Como se sabe, a América Latina na atualidade é um tabuleiro grosso modo dividido em dois grandes grupos: um mais à direita, com governos de matiz mais liberal e mais alinhado a Washington, e onde se incluem não somente o Chile, mas também Colômbia, Peru e México, e outro mais à esquerda, e com mais nuances, onde governos valorizam mais o papel do Estado no que diz respeito ao desenvolvimento social e econômico e buscam inserção mais autônoma no cenário internacional. Nele se inclui não somente a Argentina, mas também Brasil e Uruguai e versões mais radicais neste propósito, como Bolívia, Equador e Venezuela.
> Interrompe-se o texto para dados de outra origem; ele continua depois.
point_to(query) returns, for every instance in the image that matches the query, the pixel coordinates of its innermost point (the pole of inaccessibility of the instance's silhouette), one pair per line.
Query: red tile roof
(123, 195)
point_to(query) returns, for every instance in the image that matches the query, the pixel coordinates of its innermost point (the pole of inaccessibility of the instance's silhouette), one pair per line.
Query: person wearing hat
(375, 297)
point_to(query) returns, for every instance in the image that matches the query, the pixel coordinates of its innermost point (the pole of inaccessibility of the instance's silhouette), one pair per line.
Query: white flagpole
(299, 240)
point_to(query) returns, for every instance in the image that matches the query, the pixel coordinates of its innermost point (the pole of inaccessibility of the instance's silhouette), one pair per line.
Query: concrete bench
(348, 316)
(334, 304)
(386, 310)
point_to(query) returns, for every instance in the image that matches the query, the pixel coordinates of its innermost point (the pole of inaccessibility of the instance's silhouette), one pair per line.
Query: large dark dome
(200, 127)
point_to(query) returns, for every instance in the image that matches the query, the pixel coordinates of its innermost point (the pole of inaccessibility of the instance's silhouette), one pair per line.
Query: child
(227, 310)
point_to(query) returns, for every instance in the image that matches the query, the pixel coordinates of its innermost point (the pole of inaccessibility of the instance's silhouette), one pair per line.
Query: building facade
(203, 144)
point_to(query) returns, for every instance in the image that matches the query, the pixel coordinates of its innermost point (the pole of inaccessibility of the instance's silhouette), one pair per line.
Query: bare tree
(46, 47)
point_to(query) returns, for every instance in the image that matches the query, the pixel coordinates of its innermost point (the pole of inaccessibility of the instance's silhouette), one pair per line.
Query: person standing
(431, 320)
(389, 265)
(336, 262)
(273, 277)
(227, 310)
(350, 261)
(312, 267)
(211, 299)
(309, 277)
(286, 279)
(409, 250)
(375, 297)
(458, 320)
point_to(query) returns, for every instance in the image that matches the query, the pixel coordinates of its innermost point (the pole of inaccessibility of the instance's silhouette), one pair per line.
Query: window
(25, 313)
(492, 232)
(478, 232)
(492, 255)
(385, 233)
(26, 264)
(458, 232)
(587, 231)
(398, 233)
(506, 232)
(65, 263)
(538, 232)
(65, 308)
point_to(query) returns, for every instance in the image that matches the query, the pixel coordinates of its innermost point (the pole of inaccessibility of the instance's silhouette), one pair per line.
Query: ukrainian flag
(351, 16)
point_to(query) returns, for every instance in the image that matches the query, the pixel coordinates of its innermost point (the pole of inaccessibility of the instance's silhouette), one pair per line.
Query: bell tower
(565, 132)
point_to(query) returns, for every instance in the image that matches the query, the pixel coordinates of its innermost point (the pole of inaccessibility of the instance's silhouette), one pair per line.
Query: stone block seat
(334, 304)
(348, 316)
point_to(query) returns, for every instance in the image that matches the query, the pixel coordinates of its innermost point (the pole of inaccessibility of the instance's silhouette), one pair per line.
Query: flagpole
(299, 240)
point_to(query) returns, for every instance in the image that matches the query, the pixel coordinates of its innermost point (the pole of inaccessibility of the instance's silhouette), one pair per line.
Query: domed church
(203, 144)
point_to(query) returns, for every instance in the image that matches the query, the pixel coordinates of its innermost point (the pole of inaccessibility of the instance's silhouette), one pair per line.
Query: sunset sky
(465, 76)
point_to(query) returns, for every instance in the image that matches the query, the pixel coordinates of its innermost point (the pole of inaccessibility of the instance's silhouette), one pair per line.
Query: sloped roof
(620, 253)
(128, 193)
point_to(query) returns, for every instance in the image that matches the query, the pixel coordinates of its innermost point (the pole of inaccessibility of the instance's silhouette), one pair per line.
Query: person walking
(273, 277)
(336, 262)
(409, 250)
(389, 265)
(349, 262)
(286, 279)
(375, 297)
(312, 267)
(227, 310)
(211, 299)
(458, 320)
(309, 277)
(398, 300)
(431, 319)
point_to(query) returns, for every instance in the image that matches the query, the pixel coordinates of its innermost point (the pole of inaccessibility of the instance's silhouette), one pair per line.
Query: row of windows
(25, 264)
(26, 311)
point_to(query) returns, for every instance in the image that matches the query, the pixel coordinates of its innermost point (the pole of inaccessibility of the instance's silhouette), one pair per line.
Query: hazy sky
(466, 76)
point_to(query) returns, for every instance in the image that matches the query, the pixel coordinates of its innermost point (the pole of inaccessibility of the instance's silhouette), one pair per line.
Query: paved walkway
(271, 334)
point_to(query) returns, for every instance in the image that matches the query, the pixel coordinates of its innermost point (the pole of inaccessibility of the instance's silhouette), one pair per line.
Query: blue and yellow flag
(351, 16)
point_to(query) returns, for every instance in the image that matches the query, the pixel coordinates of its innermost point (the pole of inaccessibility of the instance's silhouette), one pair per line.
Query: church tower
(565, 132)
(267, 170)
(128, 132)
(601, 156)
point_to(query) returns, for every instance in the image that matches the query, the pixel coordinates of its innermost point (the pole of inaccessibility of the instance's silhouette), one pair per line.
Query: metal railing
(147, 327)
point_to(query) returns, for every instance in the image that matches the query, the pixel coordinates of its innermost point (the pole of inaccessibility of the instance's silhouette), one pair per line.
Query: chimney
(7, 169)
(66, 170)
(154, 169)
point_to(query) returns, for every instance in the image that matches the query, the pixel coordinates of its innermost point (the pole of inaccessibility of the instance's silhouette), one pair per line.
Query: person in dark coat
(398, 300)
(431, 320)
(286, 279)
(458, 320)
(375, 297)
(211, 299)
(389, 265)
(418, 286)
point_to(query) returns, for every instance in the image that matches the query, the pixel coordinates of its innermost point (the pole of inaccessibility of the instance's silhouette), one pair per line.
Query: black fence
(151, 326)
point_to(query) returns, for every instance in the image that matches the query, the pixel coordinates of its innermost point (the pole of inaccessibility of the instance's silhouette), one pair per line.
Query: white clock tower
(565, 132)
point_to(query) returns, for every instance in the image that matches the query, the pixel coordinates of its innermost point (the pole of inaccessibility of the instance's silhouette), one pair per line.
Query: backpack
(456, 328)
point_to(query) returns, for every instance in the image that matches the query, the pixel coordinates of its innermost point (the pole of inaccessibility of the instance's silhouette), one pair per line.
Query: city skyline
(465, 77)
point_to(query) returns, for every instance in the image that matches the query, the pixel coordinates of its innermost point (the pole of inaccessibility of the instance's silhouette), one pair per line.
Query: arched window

No meio do caminho talvez tenha ficado o Paraguai, que alinhava-se mais à esquerda mesmo sob o moderado governo de Fernando Lugo, e desde a sua destituição parece caminhar mais a direita, insinuando-se inclusive para a Aliança do Pacífico, formada exatamente por Chile, Colômbia, Peru e México.
A eleição de domingo na Argentina acendeu o sinal amarelo para o governo de Cristina Kirchner, e uma eventual derrota em 2015 para forças de direita pode provocar mudanças muito significativas na correlação de forças na região. Assim como já está aceso há tempos o sinal amarelo na Venezuela do esquerdista Nicolás Maduro, que enfrentará um referendo revogatório em pouco mais de dois anos. Na contramão deste processo parece estar o Chile de Bachelet, anunciando-se para o próximo ano como capitaneado por um governo progressista, quiçá o mais progressista de todos desde a queda do ex-ditador Augusto Pinochet, em 1990. Talvez estejam neste momento Argentina e Chile trilhando caminhos opostos.
Wagner Iglecias é doutor em Sociologia e professor do Programa de Pós-Graduação em Integração da América Latina da USP e do Curso de Graduação em Gestão de Políticas Públicas da USP.